Sappiamo che per il regista della seconda unità delle trilogie di Peter Jackson tratte da Tolkien questa vicenda appariva come una benefica pausa dai blockbuster, benefica e anche terapeutica, vista la sclerosi multipla di cui soffriva e soffre ancora sua sorella. E poi era per lui un ritorno a casa, nel senso di un recupero di quello humour misto ad eccentricità che sono tratti costitutivi della "gente d'Inghilterra" e dell'upper-class britannica degli anni 60 e 70 alla quale Robin Cavendish apparteneva e il cui ritratto è ciò che, in fondo, rende Ogni tuo respiro unico e originale. Ma nel paese in cui il personaggio interpretato da Andrew Garfield abitava, davvero si facevano gli sberleffi alle piccole e grandi tragedie dell'esistenza, soprattutto se si era circondati da affettuosi fratelli gemelli e da un amico come Teddy Hall capace di costruire una sedia a rotelle con respiratore incorporato. E davvero si poteva essere bohemien e autenticamente felici, e sorridenti come gli uomini e le donne di una vecchia foto di famiglia color seppia a cui Serkis sembra aver pensato quando ha immaginato la sua "mise en scene". I colori del suo film sono più accesi di un antico scatto, ma la luce sempre calda, che di nuovo rimanda all'intenzione di non insistere sulla sofferenza attraverso un look metallico e glaciale, sta ad indicare la ferrea volontà di creare un’atmosfera un po' da favola, un piccolo apologo morale sulla resilienza in cui però alla fine il cattivo arriva ed è un cattivo che non si presenta armato di falce ma anticipato da una serie di emorragie che Cesar/Gollum non ha paura a mostrare. Ed è giusto che sia così.

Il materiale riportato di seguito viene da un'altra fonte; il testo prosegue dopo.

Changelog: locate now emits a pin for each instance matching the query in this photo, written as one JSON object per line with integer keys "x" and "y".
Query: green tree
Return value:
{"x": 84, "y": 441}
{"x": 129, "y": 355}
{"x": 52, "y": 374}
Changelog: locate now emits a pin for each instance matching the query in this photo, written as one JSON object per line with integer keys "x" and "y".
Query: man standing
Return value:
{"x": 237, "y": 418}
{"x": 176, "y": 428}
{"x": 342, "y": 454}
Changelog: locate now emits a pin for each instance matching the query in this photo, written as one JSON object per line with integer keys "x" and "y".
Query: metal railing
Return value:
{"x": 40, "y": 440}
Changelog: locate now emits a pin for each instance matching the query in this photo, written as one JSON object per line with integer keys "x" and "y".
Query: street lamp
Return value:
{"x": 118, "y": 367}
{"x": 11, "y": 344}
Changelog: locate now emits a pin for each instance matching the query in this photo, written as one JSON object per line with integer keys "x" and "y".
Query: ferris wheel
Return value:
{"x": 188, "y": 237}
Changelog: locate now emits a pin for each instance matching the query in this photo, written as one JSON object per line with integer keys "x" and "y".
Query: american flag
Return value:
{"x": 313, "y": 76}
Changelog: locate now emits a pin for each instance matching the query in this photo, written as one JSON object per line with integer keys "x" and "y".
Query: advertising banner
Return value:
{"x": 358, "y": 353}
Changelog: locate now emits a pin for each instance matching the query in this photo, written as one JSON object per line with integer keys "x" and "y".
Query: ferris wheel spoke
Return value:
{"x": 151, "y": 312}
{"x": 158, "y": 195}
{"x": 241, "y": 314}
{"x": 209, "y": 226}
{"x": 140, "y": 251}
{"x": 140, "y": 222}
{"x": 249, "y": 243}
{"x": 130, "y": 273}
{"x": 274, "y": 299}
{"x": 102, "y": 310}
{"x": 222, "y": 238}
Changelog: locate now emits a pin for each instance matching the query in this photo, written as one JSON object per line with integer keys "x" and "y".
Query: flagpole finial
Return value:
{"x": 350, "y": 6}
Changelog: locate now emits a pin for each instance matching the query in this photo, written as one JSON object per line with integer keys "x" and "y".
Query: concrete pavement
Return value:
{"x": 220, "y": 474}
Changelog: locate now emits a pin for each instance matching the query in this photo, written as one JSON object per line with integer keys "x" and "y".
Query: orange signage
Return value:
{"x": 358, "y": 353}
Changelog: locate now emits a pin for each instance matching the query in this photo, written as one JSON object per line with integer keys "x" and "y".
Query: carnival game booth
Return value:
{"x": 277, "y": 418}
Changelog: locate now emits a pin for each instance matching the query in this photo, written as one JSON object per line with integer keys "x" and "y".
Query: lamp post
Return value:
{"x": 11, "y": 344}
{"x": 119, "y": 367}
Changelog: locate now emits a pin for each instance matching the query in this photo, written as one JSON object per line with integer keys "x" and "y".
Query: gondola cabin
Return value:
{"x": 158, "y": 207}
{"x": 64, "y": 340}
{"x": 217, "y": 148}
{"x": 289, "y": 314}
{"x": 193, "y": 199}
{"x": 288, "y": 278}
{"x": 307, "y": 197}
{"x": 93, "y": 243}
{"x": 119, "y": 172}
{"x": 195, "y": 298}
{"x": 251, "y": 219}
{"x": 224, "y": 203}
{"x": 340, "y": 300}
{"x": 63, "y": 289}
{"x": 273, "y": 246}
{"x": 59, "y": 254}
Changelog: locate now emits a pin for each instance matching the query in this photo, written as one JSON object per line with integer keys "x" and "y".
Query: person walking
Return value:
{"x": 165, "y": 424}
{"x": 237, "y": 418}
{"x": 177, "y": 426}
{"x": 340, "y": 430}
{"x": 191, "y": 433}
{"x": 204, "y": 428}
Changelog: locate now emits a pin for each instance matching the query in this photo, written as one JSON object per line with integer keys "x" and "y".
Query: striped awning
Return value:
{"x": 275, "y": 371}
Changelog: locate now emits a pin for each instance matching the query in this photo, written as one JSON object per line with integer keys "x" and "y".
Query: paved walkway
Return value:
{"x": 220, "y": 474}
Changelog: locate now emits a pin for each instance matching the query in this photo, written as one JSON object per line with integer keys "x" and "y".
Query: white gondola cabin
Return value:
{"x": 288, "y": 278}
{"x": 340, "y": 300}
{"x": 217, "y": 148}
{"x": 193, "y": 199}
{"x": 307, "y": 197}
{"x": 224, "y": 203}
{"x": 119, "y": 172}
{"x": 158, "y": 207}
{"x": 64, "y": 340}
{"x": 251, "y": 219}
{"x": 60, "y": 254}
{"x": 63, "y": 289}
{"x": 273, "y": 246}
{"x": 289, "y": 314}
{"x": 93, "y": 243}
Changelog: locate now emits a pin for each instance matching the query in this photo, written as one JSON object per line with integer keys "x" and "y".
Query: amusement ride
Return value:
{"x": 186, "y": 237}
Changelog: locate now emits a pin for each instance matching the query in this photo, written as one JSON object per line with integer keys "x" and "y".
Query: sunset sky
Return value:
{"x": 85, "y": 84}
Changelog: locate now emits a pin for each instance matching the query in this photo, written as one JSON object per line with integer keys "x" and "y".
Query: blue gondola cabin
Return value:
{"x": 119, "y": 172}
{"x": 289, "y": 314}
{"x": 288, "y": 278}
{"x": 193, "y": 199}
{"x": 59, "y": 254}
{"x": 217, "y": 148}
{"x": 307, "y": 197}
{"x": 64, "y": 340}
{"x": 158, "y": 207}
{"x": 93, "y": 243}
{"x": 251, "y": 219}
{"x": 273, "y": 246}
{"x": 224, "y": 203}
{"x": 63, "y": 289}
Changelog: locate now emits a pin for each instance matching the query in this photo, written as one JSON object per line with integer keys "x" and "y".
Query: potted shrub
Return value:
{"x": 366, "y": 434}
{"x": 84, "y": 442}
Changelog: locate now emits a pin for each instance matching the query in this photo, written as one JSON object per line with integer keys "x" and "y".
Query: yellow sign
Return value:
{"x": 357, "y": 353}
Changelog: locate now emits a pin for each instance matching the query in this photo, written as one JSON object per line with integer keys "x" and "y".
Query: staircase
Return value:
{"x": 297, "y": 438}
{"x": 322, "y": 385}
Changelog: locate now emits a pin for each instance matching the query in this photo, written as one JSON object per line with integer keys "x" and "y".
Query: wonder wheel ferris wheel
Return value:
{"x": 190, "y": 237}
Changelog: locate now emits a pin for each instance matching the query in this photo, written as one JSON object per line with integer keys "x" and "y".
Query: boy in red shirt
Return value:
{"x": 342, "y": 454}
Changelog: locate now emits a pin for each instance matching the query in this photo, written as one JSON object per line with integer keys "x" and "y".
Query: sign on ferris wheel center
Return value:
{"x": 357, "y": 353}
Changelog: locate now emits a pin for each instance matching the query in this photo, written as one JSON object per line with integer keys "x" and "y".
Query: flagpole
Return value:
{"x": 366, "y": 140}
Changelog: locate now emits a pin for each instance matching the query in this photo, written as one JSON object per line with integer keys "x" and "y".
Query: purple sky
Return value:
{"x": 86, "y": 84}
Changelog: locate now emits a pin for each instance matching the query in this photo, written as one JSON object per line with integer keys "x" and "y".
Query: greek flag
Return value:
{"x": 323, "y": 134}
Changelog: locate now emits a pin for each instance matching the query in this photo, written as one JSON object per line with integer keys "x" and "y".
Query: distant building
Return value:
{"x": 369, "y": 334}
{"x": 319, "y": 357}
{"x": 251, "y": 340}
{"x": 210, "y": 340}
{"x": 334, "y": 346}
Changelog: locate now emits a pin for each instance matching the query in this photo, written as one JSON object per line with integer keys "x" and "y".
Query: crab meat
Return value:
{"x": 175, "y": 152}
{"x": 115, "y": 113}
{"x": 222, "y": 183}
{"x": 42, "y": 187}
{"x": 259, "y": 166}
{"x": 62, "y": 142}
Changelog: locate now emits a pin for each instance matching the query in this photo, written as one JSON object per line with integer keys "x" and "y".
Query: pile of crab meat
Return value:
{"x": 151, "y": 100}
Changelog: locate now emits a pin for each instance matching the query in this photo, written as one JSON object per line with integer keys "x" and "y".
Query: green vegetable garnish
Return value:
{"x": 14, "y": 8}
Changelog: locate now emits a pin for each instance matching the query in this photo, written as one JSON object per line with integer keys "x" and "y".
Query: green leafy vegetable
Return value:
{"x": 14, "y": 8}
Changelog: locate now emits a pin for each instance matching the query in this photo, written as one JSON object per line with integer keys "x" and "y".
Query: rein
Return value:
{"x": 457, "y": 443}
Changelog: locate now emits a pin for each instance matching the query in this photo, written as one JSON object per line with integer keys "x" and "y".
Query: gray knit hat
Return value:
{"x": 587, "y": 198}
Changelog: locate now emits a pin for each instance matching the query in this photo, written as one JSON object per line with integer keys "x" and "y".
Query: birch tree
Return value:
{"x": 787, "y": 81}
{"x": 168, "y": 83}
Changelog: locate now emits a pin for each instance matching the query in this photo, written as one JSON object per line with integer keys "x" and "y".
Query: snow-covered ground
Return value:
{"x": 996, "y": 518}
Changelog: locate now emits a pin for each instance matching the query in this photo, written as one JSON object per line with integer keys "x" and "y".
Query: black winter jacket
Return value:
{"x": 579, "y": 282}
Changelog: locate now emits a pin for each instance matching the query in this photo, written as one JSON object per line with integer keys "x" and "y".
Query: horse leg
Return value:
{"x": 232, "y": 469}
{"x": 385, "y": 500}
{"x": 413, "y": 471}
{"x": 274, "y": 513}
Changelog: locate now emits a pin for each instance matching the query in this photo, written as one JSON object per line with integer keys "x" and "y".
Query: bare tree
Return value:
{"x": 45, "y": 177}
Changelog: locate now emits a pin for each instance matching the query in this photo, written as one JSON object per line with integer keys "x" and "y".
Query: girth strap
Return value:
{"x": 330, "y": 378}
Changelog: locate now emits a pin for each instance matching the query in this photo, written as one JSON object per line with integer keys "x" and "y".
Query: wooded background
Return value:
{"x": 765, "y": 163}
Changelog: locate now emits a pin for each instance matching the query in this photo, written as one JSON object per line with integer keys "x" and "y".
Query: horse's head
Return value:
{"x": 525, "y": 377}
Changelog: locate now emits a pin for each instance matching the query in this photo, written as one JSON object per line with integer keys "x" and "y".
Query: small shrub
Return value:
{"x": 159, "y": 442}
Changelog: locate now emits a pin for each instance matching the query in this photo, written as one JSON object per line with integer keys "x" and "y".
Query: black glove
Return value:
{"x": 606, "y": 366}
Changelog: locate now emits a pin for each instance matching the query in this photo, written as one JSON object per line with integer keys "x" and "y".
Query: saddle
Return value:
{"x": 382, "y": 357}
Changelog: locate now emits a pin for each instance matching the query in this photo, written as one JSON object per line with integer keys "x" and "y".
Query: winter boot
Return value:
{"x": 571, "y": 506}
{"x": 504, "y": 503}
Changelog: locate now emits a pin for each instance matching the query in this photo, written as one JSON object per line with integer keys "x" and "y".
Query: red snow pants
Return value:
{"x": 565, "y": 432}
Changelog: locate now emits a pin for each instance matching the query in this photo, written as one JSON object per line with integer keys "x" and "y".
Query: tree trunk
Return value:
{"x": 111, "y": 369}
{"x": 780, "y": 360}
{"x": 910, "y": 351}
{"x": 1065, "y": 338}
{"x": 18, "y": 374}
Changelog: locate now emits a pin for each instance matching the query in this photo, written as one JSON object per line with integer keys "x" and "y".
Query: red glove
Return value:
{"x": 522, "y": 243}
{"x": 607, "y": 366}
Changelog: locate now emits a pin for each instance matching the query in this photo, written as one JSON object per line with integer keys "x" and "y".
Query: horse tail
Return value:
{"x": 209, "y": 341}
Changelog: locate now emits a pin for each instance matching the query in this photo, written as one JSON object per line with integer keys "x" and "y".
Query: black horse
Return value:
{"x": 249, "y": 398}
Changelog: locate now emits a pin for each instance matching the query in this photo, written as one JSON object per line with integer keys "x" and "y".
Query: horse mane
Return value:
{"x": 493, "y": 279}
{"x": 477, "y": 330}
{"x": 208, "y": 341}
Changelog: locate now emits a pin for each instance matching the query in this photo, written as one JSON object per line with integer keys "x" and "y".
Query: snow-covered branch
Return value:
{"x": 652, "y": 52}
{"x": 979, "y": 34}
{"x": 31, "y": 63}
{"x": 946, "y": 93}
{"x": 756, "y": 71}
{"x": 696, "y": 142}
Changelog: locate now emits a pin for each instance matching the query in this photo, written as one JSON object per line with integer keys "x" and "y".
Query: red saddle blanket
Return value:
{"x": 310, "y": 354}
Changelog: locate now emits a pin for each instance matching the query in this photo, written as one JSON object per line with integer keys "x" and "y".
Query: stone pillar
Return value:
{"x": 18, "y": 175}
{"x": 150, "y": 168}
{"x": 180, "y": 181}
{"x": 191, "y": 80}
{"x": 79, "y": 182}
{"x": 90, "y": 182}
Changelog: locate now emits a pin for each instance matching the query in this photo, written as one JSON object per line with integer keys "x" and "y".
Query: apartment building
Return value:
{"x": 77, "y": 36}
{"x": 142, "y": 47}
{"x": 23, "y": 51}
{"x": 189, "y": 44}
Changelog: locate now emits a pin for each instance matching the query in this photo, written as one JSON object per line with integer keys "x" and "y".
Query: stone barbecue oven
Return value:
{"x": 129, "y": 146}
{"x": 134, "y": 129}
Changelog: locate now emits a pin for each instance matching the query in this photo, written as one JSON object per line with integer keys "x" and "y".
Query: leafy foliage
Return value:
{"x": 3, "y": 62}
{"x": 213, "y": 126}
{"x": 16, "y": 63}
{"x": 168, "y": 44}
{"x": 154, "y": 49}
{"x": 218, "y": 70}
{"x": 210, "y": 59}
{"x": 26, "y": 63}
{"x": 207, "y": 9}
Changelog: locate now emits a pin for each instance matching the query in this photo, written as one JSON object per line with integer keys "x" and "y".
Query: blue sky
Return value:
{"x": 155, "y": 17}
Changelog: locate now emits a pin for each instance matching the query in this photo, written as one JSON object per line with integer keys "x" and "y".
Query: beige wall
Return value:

Ciò che invece la sceneggiatura di William Nicholson non fa vedere, ed è un peccato, sono i tormenti interiori di Robin Cavendish e soprattutto di sua moglie Diane, che non appare mai turbata dalla fatica dell'accudimento quotidiano di un malato né dall'idea di dover rinunciare per sempre a qualsiasi forma di intimità. Non soffre come la Jane Wilde Hawking de La teoria del tutto o come la Gerda Wegener di The Danish Girl la solare signora dai capelli un po' alla Tamara de Lempicka a cui presta il volto Claire Foy, e ciò la fa restare in superficie, la priva di un pizzico di umanità, così come toglie spessore allo stesso Robin. Ma questo è il ricordo che John Cavendish ha conservato dei suoi genitori e il film lo rispetta, insistendo piuttosto sulla battaglia di Robin Cavendish a favore dei diritti dei disabili gravi e su un messaggio che, proprio perché lanciato da un uomo conosciuto così bene da chi ha finanziato il film e così profondamente amato, non suona mai come finto o sdolcinato. Il messaggio è: godetevi il tempo che avete a disposizione, appoggiatevi alle persone che vi stanno intorno e riconoscetene il valore.
Forse un simile invito all’amore con la "A" maiuscola e ad entrare in armonia con il cosmo sanno troppo di feel good movie e forse la mancata rappresentazione della vita interiore di Cavendish non dà respiro al film, ma c’è un elemento che lo rende importante e quasi rivoluzionario, soprattutto per il pubblico di un paese come il nostro dove l’eutanasia è vista come il peggiore dei mali. Non è un segreto che l'uomo che visse 36 anni attaccato a una macchina alla fine si fece staccare la spina, atterrito dalla prospettiva di un epilogo doloroso e raccapricciante. Amava la vita il bel ragazzo che giocava bene a cricket e che riuscì a crescere un figlio senza mai tenerlo in braccio o per mano, ma voleva che fosse una vita dignitosa, desiderio che troppe persone oggi ancora non possono esaudire. E' ammirevole che un film senza pretese da cinema d’autore ce lo ricordi, e questo, insieme all'attendibilità del racconto, ci fa guardare Ogni tuo respiro da una prospettiva diversa, perdonandogli le ingenuità che un critico più feroce o un po' disattento gli ascriverebbe senza pietà.